PEMANFAATAN BUAH NIPAH DAN BUAH PEPAYA DALAM PEMBUATAN FRUIT LEATHER
Abstract
Fruit leather is a type of food made from fruit meat that has been crushed and dried, so it forms a thin sheet that can be rolled. The purpose of this research was to get the best combination of palm puree and papaya puree in making fruit leather. This research was experimental conducted by using complete randomized design (CRD) which consists of five treatments and three replications. The treatments in this research were NP1 (palm puree and papaya puree 65:35), NP2 (palm puree and papaya puree 55:45), NP3 (palm puree and papaya puree 50:50), NP4 (palm puree and papaya puree 45:55), and NP5 (palm puree and papaya puree 35:65). The data obtained were statically analyzed using Analysis of Variance (ANOVA) and continued with Duncan New Multiple Range Test at the 5% level. The data of fruit leather showed that ratio of palm puree and papaya puree significantly affected pH value moisture, ash and crude fiber content, total dissolved solids, sensory test of color, flavour, taste, and texture.
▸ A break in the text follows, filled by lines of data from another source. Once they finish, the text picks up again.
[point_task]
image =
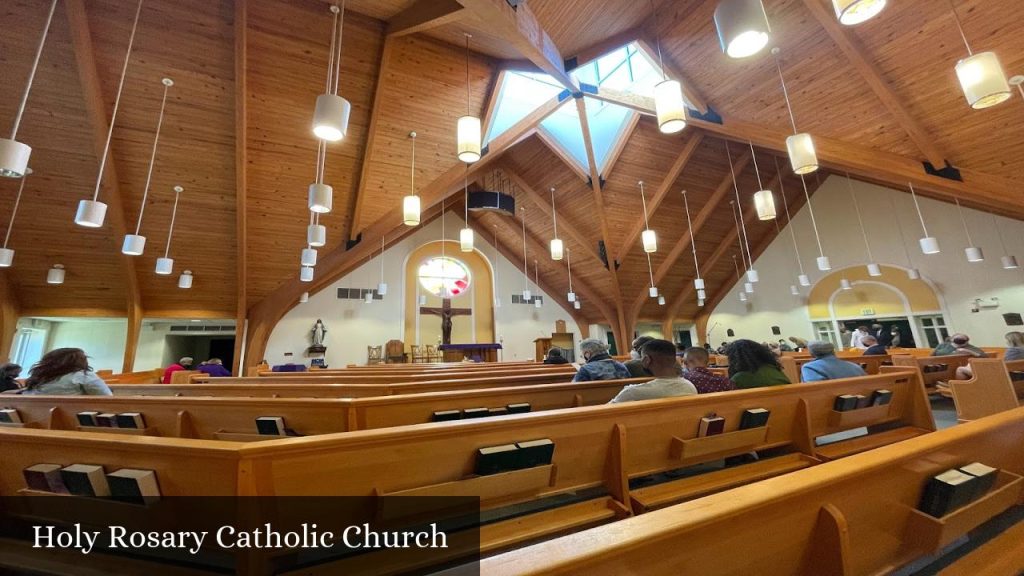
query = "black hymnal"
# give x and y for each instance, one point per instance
(754, 418)
(270, 425)
(85, 480)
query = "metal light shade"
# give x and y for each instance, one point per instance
(411, 210)
(165, 266)
(670, 107)
(466, 240)
(742, 27)
(316, 235)
(764, 202)
(557, 249)
(469, 138)
(13, 158)
(852, 12)
(802, 156)
(331, 117)
(974, 254)
(134, 245)
(929, 245)
(321, 198)
(982, 80)
(90, 213)
(649, 240)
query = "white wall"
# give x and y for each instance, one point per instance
(352, 325)
(956, 282)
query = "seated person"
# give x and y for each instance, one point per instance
(633, 364)
(695, 361)
(599, 366)
(183, 364)
(658, 357)
(754, 366)
(825, 366)
(65, 372)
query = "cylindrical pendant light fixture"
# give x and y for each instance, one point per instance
(14, 155)
(742, 27)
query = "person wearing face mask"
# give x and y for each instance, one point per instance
(599, 365)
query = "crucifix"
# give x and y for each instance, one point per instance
(445, 312)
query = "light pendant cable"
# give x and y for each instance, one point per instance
(14, 155)
(134, 244)
(91, 213)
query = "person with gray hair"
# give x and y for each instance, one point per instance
(599, 365)
(825, 366)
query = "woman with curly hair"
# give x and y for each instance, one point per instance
(65, 372)
(753, 366)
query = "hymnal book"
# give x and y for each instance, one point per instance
(45, 478)
(445, 415)
(497, 459)
(87, 418)
(85, 480)
(711, 424)
(131, 420)
(946, 492)
(754, 418)
(138, 487)
(536, 453)
(881, 398)
(270, 425)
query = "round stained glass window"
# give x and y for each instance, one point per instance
(444, 278)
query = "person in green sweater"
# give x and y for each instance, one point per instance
(753, 366)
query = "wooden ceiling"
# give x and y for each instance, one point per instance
(880, 99)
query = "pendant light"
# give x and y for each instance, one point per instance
(929, 244)
(14, 155)
(411, 204)
(852, 12)
(7, 254)
(974, 253)
(742, 27)
(332, 112)
(557, 247)
(91, 213)
(469, 126)
(647, 237)
(980, 75)
(800, 146)
(165, 265)
(134, 244)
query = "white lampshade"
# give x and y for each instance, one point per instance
(13, 158)
(469, 138)
(316, 235)
(411, 210)
(742, 27)
(649, 240)
(308, 256)
(852, 12)
(321, 198)
(90, 213)
(466, 240)
(331, 117)
(982, 80)
(55, 275)
(670, 107)
(929, 245)
(764, 202)
(802, 155)
(557, 249)
(134, 245)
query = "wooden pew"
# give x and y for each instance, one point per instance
(855, 516)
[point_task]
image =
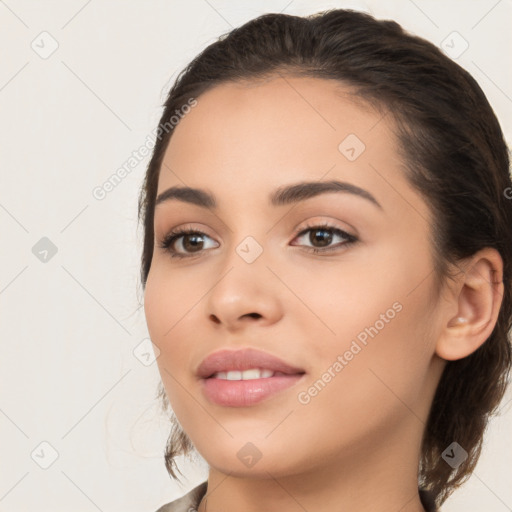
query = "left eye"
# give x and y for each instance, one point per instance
(321, 238)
The best treatment from this research was NP5 (palm puree and papaya puree 35:65) with pH level 4.26, moisture content 10.01%, ash 0.73%, crude fiber contents 1.71%, total dissolved solids 26.08%, and, orange color (4.50), papaya flavour (4.13), taste sweet (3.83), the texture rather springy (3.00), and overall assessment of fruit leather was liked by the panelist (3.91).